Thursday, January 25, 2007

Indian company backs off plan to take over Apexindo

Jakarta, The Jakarta Post – India-based oil company Aban Offshore, previously known as Aban Loyd Chiles Offshore Ltd., has broken off negotiation for the purchase of a majority stake in local drilling oil firm PT Apexindo Pratama Duta Tbk.

In a letter to the Capital Market and Financial Institution Supervisory Agency (Bapepam-LK), Aban financial director C.P. Gopalkrisman confirmed that his company has pulled out of talks to acquire PT Medco Internasional Tbk.’s 51.57 percent stake, PT Asian Opportunities’ 15.92 percent stake and CLSA Ltd’s 15.92 percent stake in Apexindo.

In the middle oflast year, Medco, the biggest publicly traded oil company in Indonesia, announced a plan to sell its entire stake in Apexindo as Medco was looking to expand its existing oil and gas field.

The company confirmed that it had received an offer from Aban some time last year, and then announced in August that it had refused the offer.

“As a public company, we are used to receiving offers from investors, but Medco is not the one who has been active in selling Apexindo,” Medco corporate secretary Andy Karamoy told The Jakarta Post Wednesday.

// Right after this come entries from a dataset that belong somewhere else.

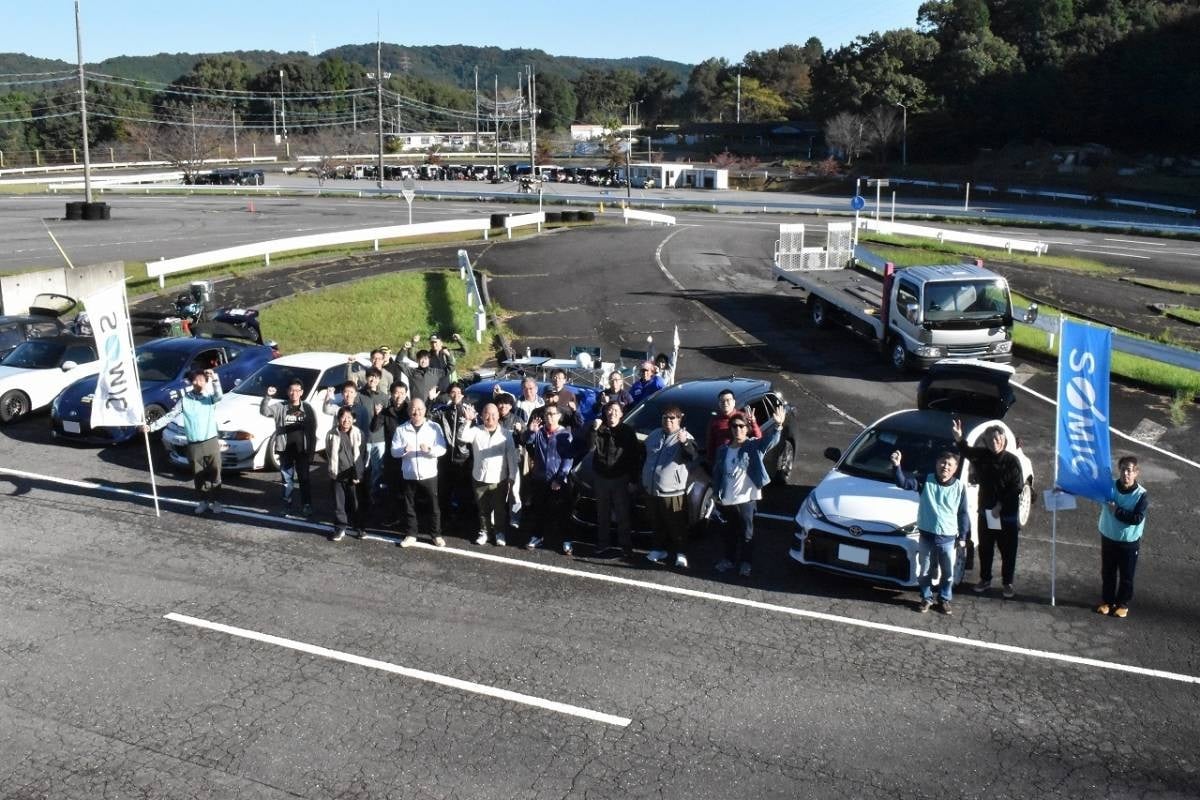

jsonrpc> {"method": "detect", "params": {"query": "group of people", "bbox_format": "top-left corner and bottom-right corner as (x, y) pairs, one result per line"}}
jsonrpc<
(145, 335), (1150, 618)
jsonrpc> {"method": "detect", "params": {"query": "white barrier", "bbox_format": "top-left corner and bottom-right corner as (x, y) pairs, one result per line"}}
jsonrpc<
(625, 209), (674, 225)
(504, 211), (546, 239)
(146, 219), (491, 287)
(859, 217), (1050, 255)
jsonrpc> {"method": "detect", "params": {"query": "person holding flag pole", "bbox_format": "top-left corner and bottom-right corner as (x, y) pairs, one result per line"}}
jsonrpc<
(85, 281), (162, 517)
(1046, 317), (1114, 606)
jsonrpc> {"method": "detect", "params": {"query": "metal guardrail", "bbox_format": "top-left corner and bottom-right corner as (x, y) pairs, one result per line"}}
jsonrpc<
(854, 246), (1200, 372)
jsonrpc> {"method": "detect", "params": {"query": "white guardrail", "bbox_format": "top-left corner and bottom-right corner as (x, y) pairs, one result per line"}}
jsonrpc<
(858, 217), (1050, 255)
(146, 215), (545, 287)
(624, 209), (674, 225)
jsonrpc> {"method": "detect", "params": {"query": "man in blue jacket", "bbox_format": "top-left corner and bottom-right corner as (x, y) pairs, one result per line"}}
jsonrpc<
(892, 450), (971, 614)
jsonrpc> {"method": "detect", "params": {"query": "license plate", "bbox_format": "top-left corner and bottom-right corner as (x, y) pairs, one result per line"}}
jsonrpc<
(838, 545), (871, 566)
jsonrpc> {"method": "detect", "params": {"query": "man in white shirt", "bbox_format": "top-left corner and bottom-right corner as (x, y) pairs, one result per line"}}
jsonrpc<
(458, 403), (518, 547)
(391, 397), (446, 547)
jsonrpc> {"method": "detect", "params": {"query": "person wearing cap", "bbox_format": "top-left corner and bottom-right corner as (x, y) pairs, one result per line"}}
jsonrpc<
(629, 361), (666, 405)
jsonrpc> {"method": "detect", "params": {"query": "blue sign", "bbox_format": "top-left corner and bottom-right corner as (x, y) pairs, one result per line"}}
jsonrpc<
(1055, 319), (1112, 503)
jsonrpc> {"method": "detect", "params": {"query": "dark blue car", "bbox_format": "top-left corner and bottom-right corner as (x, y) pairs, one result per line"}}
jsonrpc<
(50, 336), (278, 444)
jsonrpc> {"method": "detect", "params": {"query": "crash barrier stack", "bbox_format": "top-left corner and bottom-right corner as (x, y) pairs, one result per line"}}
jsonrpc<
(854, 247), (1200, 371)
(146, 215), (547, 288)
(624, 209), (674, 225)
(858, 217), (1049, 255)
(458, 250), (487, 344)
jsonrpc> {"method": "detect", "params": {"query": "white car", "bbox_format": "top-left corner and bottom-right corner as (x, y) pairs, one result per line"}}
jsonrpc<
(788, 359), (1033, 587)
(0, 336), (100, 422)
(162, 353), (347, 471)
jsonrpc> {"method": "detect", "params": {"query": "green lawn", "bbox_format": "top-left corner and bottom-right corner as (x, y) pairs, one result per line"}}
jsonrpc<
(260, 269), (494, 369)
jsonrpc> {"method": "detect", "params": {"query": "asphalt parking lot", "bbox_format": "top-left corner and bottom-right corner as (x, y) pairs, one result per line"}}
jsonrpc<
(0, 209), (1200, 798)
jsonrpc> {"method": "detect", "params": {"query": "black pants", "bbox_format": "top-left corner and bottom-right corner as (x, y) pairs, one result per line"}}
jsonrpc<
(334, 469), (364, 528)
(1100, 536), (1141, 606)
(401, 475), (442, 536)
(978, 513), (1020, 584)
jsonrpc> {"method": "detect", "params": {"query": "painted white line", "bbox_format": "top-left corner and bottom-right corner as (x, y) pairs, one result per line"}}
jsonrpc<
(9, 468), (1200, 685)
(1074, 247), (1150, 260)
(1013, 384), (1200, 469)
(163, 613), (632, 728)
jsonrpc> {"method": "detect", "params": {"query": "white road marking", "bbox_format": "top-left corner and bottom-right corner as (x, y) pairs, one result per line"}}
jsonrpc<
(163, 613), (632, 728)
(0, 468), (1200, 685)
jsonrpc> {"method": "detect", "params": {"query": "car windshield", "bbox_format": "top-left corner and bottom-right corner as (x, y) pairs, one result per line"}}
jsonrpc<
(925, 279), (1012, 323)
(233, 363), (320, 398)
(138, 350), (188, 381)
(0, 339), (67, 369)
(625, 392), (715, 451)
(838, 427), (954, 483)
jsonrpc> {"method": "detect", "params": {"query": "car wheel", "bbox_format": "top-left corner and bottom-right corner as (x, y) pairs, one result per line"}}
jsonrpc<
(1016, 479), (1033, 528)
(0, 389), (29, 422)
(775, 439), (796, 485)
(809, 295), (829, 327)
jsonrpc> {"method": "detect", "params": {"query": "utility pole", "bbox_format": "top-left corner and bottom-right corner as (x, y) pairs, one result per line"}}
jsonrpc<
(76, 0), (91, 203)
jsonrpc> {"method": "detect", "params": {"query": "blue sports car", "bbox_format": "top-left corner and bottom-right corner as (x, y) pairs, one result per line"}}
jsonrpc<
(50, 336), (278, 444)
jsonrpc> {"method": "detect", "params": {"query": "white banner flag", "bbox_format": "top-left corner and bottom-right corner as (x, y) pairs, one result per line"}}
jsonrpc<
(84, 283), (144, 428)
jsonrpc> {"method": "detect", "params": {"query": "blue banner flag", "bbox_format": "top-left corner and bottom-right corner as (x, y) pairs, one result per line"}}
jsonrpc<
(1055, 319), (1112, 503)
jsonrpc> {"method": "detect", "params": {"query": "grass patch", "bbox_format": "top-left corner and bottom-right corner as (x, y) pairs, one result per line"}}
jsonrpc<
(859, 231), (1124, 275)
(262, 269), (496, 372)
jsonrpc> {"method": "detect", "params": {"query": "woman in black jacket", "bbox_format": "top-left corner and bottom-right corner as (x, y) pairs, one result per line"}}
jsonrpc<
(954, 419), (1025, 597)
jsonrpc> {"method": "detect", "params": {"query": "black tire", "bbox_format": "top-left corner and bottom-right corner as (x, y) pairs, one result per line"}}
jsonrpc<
(774, 439), (796, 486)
(0, 389), (30, 422)
(809, 295), (829, 327)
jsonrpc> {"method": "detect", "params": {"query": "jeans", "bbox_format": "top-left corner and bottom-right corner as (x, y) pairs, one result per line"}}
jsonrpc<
(917, 531), (955, 602)
(1100, 536), (1141, 606)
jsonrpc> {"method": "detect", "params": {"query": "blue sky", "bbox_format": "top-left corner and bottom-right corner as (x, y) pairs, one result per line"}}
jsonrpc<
(9, 0), (920, 64)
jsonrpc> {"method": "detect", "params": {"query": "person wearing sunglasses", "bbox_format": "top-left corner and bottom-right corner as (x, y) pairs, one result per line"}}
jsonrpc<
(642, 404), (700, 570)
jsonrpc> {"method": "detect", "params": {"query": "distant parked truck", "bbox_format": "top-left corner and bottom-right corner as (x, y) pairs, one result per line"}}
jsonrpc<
(774, 225), (1037, 369)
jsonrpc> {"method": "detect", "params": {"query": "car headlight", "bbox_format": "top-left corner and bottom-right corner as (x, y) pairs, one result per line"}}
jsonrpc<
(804, 492), (826, 519)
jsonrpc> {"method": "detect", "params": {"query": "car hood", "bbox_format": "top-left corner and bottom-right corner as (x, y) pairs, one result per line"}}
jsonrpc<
(802, 469), (919, 533)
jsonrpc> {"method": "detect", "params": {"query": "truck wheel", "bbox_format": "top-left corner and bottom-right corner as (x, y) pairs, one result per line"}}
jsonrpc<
(0, 389), (29, 422)
(888, 338), (908, 372)
(809, 296), (829, 327)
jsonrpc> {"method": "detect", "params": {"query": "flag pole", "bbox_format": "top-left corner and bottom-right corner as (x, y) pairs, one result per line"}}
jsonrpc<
(121, 283), (162, 518)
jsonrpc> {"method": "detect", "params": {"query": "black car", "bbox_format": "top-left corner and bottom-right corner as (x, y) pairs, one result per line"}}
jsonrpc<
(571, 378), (799, 533)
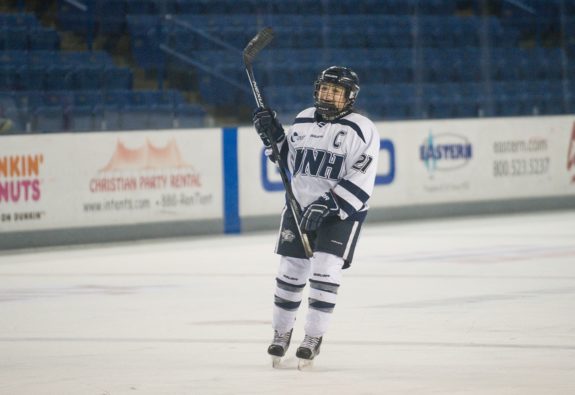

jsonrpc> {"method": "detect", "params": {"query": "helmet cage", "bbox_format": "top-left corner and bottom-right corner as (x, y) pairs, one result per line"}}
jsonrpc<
(314, 66), (359, 120)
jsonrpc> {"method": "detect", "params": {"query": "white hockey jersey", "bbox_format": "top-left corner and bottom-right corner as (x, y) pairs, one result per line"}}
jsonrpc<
(279, 107), (380, 221)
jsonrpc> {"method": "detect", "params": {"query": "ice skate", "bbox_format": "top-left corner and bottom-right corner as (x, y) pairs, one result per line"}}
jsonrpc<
(268, 329), (293, 368)
(295, 335), (323, 370)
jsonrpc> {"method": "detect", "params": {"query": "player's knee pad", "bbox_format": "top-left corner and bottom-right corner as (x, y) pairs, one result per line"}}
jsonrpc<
(274, 257), (310, 311)
(309, 252), (344, 313)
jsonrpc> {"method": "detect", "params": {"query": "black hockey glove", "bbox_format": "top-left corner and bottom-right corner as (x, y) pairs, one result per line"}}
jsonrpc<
(253, 107), (285, 148)
(300, 191), (339, 232)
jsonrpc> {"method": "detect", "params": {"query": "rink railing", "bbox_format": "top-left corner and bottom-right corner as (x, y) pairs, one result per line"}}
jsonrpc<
(0, 116), (575, 249)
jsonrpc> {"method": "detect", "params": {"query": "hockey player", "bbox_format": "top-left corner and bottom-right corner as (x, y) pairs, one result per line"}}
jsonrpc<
(253, 66), (379, 367)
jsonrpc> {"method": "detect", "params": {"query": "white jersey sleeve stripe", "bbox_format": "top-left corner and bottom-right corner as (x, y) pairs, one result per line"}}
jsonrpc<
(339, 179), (369, 203)
(333, 185), (363, 215)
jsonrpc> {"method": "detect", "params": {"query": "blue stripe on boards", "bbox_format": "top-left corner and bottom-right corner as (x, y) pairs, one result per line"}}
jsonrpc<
(222, 128), (241, 233)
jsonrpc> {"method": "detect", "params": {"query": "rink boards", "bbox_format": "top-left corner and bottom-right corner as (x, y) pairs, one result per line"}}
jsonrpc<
(0, 116), (575, 248)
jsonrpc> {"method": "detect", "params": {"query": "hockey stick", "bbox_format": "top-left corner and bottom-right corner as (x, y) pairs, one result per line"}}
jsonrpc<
(243, 27), (313, 258)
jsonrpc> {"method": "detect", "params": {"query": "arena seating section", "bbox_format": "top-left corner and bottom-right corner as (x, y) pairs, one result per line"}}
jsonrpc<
(0, 13), (205, 132)
(0, 0), (575, 131)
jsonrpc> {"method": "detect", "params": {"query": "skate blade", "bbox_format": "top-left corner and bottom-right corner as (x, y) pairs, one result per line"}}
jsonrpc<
(297, 359), (313, 370)
(272, 355), (282, 369)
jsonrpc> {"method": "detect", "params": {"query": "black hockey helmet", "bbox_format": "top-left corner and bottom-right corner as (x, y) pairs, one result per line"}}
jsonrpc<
(313, 66), (359, 121)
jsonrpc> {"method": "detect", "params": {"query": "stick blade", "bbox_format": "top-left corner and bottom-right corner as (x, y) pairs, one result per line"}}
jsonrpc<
(244, 27), (274, 64)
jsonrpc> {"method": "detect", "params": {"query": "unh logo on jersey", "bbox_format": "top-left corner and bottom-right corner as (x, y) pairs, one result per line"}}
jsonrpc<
(294, 148), (345, 180)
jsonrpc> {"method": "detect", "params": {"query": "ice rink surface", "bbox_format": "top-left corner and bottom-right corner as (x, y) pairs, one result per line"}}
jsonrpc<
(0, 211), (575, 395)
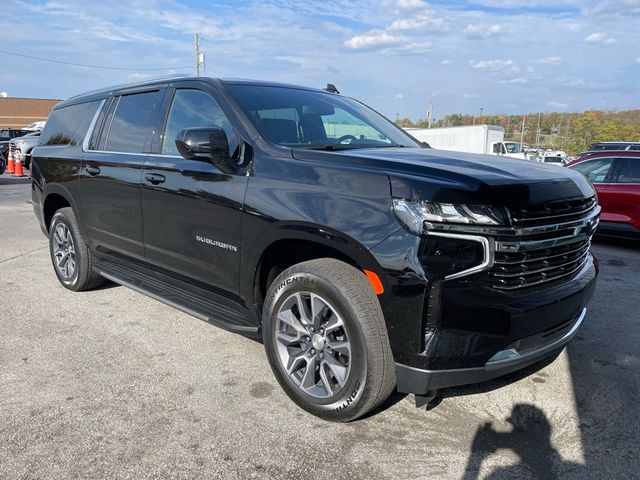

Despite the failure of the negotiations, Medco went ahead with its plan to expand its upstream oil and gas operations by buying part of ConocoPhillips’s interest in the Block A gas field in the country northermost province, Nanggroe Aceh Darussalam, this month.

With this purchase, Medco and its partner Premier Oil Plc. now each have a half share of ConocoPhillips’ 50 percent stake in the gas block.

The Jakarta-based Medco will pay US$36 million for the 25 percent interest in the gas block.

Block A is approximately 45 kilometers east of the Arun field, and its operated by Exxon, which supplies gas to the Arun liquefied natural gas plant in Aceh.

The Indonesia government is keen to have the field pumping gas as soon as possible to start supplying two fertilizer plants in Aceh that have had to halt its production due to a lack of gas.

Medco Japan Petroleum Exploration Co. and Premier Oil have equal shares of the remaining 50 percent they acquired from Exxon Mobil Corp. in April last year, Bloomberg reports.

With the additional stake it bought from ConocoPhillips, Medco now has a total interest in Block A of 41.67 percent, while Premier Oil has a 41.66 percent and Japan Petroleum a 16.67 percent stake. Block A covers some 3,910 square kilometers.